The organization warned its outlook was subject to “risks that remain firmly tilted to the downside,” citing the potential for another bout of problems at banks and governments failing to do enough to calm markets. Deutsche Bank AG Chief Risk Officer Hugo Banziger said yesterday the credit crisis is “far from over.”

‘Real Hardships’

The World Bank’s Global Economic Prospects report predicted the world economy will shrink 1.7 percent this year and Zoellick identified central and eastern European economies as the most vulnerable to the international slump.

While joblessness, home repossessions and the collapse in asset values are “real hardships” in the developed world, Zoellick said poorer nations “have much less cushion: no savings, no insurance, no unemployment benefits, and often no food.”

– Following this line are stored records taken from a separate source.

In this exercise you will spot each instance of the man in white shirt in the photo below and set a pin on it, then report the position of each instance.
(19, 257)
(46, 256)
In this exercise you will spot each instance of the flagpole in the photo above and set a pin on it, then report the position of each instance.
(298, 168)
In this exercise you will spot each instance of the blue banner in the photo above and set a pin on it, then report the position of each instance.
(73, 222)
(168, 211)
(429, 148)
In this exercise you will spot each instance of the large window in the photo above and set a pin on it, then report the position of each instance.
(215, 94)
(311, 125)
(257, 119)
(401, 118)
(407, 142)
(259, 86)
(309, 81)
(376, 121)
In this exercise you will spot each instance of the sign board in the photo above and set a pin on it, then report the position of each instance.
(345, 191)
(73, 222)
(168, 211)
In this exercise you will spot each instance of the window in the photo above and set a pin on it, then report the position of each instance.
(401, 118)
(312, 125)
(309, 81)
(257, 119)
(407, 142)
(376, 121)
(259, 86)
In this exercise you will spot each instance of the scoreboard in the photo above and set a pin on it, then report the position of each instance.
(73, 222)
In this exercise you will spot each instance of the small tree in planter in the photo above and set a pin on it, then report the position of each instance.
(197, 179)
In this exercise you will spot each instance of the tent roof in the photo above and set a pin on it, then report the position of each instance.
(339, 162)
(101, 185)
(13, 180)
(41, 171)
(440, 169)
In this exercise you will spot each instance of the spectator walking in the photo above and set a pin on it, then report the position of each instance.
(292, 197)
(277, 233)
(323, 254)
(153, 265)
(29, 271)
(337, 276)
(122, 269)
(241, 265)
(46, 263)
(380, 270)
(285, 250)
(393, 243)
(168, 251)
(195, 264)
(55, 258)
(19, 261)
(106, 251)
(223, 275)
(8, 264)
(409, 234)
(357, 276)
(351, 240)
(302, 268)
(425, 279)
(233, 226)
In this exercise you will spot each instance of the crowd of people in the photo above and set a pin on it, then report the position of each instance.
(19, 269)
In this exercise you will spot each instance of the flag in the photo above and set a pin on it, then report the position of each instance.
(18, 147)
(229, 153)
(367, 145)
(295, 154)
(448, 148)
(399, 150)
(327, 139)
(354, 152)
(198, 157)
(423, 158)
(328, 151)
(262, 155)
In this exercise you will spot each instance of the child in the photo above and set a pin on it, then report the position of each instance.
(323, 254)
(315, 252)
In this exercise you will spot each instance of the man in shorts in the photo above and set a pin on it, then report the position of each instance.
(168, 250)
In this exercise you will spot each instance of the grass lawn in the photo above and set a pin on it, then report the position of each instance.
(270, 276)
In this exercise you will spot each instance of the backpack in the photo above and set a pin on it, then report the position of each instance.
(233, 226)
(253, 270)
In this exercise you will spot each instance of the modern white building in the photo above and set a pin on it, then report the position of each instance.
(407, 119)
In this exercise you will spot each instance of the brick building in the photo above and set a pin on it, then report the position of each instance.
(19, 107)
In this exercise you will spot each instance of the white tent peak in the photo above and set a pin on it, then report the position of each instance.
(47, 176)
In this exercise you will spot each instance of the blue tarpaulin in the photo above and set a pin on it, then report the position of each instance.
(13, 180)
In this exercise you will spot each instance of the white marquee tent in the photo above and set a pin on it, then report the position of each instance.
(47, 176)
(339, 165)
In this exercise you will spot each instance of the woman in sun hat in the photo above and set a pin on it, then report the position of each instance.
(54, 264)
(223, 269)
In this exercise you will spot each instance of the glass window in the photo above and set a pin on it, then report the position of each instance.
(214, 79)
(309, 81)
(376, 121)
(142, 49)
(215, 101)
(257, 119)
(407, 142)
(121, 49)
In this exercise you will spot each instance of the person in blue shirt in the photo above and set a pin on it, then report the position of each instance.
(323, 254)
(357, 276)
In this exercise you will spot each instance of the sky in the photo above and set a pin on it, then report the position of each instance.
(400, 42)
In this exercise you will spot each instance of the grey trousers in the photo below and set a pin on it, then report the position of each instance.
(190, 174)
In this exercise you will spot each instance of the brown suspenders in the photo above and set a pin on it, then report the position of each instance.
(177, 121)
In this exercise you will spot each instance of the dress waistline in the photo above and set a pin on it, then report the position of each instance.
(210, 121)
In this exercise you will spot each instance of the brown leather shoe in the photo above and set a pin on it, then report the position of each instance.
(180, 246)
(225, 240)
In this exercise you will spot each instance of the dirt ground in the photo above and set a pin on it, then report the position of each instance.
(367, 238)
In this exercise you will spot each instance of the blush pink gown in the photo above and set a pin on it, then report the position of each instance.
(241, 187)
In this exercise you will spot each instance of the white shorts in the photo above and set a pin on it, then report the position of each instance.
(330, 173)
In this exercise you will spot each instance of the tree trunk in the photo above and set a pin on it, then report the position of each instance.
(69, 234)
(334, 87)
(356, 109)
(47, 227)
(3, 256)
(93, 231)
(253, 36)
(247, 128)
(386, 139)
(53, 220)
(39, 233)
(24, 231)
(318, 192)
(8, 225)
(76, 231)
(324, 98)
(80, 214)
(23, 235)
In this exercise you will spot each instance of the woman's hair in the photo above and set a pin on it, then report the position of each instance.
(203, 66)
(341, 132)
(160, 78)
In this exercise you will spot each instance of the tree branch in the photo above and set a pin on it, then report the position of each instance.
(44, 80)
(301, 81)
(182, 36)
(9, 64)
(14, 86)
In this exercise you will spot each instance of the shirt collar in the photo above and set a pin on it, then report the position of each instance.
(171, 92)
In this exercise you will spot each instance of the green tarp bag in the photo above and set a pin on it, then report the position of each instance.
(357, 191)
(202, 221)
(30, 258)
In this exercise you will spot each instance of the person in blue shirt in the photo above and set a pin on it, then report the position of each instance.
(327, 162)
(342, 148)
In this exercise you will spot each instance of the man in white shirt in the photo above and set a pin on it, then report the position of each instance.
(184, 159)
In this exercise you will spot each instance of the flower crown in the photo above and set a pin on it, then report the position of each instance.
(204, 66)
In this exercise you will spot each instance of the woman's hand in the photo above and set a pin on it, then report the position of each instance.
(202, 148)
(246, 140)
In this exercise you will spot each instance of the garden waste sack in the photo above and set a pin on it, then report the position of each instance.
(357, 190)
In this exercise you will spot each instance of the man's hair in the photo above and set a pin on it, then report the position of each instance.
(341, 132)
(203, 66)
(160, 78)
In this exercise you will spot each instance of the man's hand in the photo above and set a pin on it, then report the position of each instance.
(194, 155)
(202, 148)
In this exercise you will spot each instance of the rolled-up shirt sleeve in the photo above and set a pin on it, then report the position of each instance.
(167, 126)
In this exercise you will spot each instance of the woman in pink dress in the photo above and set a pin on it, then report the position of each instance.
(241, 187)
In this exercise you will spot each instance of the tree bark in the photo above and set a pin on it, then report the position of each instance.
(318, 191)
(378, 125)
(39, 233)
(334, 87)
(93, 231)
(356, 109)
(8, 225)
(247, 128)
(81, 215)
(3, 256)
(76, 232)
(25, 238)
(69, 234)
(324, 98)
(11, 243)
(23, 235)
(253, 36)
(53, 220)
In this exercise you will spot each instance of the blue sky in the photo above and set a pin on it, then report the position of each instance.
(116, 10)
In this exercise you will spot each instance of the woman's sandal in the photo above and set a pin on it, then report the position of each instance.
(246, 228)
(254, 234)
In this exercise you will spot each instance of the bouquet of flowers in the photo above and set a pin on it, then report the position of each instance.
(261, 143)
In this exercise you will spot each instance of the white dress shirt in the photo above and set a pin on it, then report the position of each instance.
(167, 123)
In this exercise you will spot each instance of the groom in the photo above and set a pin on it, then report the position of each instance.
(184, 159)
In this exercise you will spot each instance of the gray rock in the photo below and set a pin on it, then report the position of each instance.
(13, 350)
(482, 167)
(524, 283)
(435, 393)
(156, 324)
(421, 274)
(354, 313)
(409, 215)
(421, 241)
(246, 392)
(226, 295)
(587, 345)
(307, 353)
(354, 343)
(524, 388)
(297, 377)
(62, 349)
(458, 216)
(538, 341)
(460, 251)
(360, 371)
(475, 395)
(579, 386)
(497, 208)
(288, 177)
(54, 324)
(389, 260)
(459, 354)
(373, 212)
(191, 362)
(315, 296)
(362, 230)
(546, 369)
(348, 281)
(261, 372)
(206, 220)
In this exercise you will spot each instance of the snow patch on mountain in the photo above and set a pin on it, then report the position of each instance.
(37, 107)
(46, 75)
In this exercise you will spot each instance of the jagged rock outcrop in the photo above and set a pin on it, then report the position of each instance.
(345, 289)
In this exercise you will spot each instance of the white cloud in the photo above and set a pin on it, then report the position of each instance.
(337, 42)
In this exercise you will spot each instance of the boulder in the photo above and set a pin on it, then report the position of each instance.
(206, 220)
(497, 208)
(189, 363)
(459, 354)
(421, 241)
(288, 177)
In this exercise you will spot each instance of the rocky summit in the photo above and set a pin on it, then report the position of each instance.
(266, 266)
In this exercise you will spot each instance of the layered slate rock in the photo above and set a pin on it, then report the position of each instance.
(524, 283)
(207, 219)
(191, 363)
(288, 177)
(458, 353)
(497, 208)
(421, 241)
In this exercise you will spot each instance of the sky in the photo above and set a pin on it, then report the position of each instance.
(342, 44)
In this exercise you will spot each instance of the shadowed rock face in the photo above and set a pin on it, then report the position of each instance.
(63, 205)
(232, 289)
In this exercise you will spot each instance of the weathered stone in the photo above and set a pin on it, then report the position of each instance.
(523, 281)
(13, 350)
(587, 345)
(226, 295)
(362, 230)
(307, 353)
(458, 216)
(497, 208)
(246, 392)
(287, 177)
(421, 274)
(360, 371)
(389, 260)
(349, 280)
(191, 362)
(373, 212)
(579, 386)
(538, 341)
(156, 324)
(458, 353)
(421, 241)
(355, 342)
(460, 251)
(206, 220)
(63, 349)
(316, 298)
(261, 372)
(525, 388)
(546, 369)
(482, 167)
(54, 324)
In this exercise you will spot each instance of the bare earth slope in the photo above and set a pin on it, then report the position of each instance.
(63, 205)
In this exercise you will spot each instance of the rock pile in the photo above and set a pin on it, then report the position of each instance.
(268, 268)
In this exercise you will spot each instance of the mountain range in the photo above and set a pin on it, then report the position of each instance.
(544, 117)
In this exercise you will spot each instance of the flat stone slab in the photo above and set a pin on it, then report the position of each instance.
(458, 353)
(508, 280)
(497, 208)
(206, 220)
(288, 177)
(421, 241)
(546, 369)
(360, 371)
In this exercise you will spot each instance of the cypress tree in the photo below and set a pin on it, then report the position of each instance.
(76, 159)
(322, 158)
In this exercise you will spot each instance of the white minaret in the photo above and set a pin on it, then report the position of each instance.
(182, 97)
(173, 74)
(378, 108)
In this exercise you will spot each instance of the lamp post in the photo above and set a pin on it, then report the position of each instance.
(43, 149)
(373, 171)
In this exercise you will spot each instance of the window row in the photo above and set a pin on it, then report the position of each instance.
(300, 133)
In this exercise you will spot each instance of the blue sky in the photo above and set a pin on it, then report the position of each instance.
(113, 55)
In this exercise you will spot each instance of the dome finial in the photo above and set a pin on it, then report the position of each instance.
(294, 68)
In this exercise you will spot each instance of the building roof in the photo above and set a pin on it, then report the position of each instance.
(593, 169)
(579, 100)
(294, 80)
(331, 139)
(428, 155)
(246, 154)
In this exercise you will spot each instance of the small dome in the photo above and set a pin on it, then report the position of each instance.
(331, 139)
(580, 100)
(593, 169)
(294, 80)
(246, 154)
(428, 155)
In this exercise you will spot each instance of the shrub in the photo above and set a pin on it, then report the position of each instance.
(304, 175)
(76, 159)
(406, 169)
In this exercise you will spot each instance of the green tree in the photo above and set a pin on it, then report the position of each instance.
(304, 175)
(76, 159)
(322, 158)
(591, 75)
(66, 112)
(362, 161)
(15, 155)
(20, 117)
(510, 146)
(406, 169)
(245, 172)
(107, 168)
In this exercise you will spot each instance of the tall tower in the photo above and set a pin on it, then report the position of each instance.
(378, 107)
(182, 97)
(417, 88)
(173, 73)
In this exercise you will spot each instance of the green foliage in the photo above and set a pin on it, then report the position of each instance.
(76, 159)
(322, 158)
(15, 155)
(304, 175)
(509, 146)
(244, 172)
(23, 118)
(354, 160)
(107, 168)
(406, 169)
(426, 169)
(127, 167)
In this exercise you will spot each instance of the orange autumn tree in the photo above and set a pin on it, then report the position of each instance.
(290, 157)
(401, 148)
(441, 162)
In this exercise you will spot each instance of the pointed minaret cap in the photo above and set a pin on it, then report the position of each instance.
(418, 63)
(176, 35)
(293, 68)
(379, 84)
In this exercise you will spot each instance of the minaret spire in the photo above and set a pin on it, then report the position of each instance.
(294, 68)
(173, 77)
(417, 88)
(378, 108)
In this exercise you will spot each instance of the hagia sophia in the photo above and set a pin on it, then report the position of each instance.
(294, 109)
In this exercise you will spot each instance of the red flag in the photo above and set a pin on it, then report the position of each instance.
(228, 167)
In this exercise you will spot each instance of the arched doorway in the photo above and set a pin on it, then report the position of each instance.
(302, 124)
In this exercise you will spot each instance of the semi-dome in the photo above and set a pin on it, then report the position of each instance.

Capital flows to the developing world have shrunk this year to about one-third of the peak of $1.2 trillion reached in 2007. Financing shortfalls, declining commodity prices and a drop in demand may lead to a “social and human crisis,” Zoellick said.

Both institutions warned governments not to resort to protectionism. The World Bank estimated the volume of global trade in goods and services will drop 6 percent and the OECD predicted a 13.2 percent plunge.

While the OECD said its bloc will contract 0.1 percent next year, the World Bank predicted the global economy will grow 2.3 percent.

“Even if global growth turns positive again in 2010, output levels will remain depressed, fiscal pressures will mount and unemployment levels will rise further in virtually every economy well into 2011,” Hans Timmer, a World Bank economist, said in a statement.